May 31 2011

Municipal Tax Review Committee News – May 25

A Report from the Chair of the 2011 Municipal Tax Review Committee,  Michael Rancer

At its May 25 meeting, the Municipal Tax Review Committee began examining possible revenue and expenditure growth trends for the next 5 to 7 years.  The committee has determined, based on data from the past 30 years, that revenue changes from year to year can be very volatile and therefore unpredictable, though longer term trends tend to even out the year to year fluctuation somewhat.  Still, it is not possible to precisely predict most of the city’s revenues sources from one year to the next.

Expenditure trends are much more predictable, and also more under city control.  Though they have grown over the years, and there are unfunded programs, mandates and liabilities awaiting us in the future, the city has more ability to match expenditures to revenues, than the other way around.

The committee has adopted a tool for modeling possible alternative scenarios for both revenue and expenditures.  Prior to the next meeting (June 8), a small working group will consult with city finance director Mark Bichsel to develop several variations, based on differing assumptions about revenues and expenditures.  The working group will bring those alternatives to the full committee for review and discussion at its next meeting.  This will help the committee to set boundaries for possible tax and spending recommendations to the city council.

Among the factors the committee will review are different growth rates for property taxes and real estate transfer taxes, which are the two largest city revenues, accounting for almost 60% of the resources.  These taxes do well in good times, but slump when the economy weakens, as it has in the last three years.
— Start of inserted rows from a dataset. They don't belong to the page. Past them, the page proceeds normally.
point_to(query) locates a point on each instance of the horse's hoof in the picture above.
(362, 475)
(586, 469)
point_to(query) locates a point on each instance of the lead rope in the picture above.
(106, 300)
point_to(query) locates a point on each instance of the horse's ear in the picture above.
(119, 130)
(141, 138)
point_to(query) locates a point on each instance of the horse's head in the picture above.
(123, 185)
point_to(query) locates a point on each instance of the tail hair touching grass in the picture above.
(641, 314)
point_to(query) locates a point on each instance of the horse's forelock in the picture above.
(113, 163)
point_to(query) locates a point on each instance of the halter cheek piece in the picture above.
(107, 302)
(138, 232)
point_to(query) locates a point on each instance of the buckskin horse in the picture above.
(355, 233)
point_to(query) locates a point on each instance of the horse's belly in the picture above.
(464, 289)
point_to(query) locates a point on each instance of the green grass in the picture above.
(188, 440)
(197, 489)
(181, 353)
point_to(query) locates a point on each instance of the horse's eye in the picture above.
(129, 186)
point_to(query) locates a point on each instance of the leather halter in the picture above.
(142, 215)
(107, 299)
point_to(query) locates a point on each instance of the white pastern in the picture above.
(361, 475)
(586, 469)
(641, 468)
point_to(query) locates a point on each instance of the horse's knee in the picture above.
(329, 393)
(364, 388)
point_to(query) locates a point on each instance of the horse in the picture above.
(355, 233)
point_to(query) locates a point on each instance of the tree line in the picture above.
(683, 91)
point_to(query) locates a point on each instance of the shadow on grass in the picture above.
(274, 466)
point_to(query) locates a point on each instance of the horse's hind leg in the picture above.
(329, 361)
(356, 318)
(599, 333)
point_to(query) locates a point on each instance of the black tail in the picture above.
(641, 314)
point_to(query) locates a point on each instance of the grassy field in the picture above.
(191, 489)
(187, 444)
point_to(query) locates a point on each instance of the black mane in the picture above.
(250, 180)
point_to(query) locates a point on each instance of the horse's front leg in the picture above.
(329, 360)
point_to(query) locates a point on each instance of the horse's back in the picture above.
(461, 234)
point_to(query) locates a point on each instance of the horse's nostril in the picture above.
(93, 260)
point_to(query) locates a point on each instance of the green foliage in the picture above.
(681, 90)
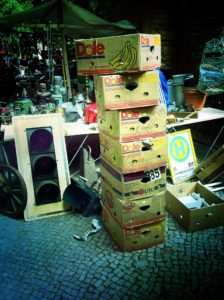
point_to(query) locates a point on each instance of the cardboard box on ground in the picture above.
(133, 212)
(134, 238)
(133, 124)
(114, 54)
(136, 185)
(199, 218)
(134, 156)
(122, 91)
(210, 169)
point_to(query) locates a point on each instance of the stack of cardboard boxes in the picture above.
(133, 142)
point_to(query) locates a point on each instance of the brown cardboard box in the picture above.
(134, 156)
(134, 185)
(114, 54)
(122, 91)
(195, 219)
(134, 237)
(212, 167)
(133, 124)
(133, 212)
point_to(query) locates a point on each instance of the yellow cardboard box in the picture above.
(133, 212)
(212, 167)
(134, 238)
(136, 185)
(134, 156)
(122, 91)
(133, 124)
(110, 55)
(198, 218)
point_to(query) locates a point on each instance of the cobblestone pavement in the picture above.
(42, 260)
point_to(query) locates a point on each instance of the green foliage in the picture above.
(8, 7)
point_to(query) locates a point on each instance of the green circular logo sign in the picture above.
(179, 149)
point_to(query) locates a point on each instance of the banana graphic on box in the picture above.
(126, 58)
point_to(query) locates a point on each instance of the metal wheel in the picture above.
(13, 192)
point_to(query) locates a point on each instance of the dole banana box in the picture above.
(132, 124)
(133, 212)
(123, 53)
(133, 238)
(122, 91)
(134, 186)
(138, 155)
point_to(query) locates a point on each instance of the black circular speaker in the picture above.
(40, 140)
(44, 165)
(47, 192)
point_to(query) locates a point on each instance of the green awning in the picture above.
(76, 21)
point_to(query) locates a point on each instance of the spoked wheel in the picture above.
(13, 192)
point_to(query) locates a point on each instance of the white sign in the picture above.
(181, 154)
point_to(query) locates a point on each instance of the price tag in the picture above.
(153, 174)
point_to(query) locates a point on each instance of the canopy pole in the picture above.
(65, 60)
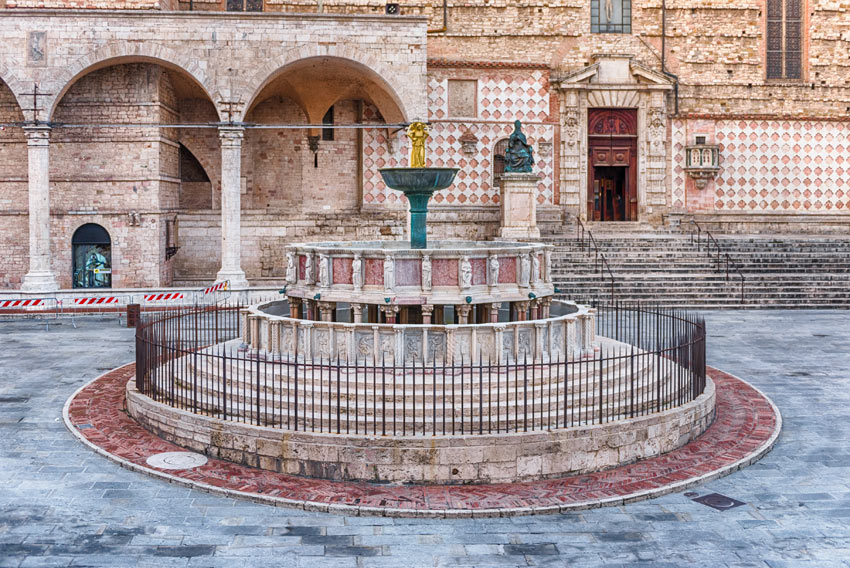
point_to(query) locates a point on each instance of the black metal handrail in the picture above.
(184, 360)
(600, 263)
(721, 255)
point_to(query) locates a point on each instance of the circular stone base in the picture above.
(465, 458)
(746, 428)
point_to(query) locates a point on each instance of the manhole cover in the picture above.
(177, 460)
(718, 501)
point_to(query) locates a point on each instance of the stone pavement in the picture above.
(61, 504)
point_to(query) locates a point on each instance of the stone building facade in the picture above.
(197, 134)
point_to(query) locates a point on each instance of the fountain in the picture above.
(418, 183)
(443, 363)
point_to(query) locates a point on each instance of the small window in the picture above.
(499, 159)
(328, 133)
(611, 16)
(463, 95)
(92, 252)
(244, 5)
(784, 39)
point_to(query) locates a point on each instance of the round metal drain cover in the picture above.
(177, 460)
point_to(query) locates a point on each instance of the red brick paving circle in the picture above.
(746, 427)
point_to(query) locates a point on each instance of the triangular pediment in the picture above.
(614, 70)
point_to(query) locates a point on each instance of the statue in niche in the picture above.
(524, 271)
(324, 271)
(357, 272)
(389, 273)
(494, 271)
(465, 272)
(519, 155)
(426, 272)
(291, 274)
(308, 268)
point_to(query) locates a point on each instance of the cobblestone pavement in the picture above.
(63, 505)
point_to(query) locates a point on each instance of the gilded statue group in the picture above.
(519, 156)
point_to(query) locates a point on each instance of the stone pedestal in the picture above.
(519, 206)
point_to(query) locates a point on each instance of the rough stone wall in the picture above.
(95, 4)
(98, 175)
(14, 231)
(502, 96)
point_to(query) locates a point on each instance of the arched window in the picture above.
(92, 251)
(499, 159)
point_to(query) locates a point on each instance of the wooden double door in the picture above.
(612, 142)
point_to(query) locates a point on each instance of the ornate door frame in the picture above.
(615, 82)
The committee will also review expenditure commitments and possible changes to growth rates, including assumptions about employee benefits, staffing, salaries, and commitments to new programs such as the swimming pool.

From these analyses the committee will recommend both revenue and spending policies to keep both under control and the budget in balance.  The committee has made no decisions yet about any such policies, pending review of the data.  However, as a working group (rather than deliberative body such as a permanent city commission), informal discussion around the numbers we have seen suggests that many members of the committee have concerns about long-term spending trends.  At the same time, there has been no expressed enthusiasm for significant tax increases.

The committee’s work plan for the remainder of its term is as follows:

  • May 25   Subcommittees report preliminary revenue, expenditure projections (COMPLETED)
  • June 8    Committee reviews consolidated projection, preliminary funding gaps
  • June 22  Committee reviews varying scenarios and assumptions for defining proposed parcel, sewer taxes
  • July 6     Committee finalizes recommendation for proposed taxes, including proposed expenditure policies
  • July 20   Subcommittees complete draft report sections on revenues, operating, capital & sewer expenditures
  • Aug 3     Committee reviews first draft consolidated report
  • Aug 17   Committee reviews second draft consolidated report
  • Aug 31   Committee adopts final report for recommendation to Council

As always the committee invites interested citizens to sit in on our meetings.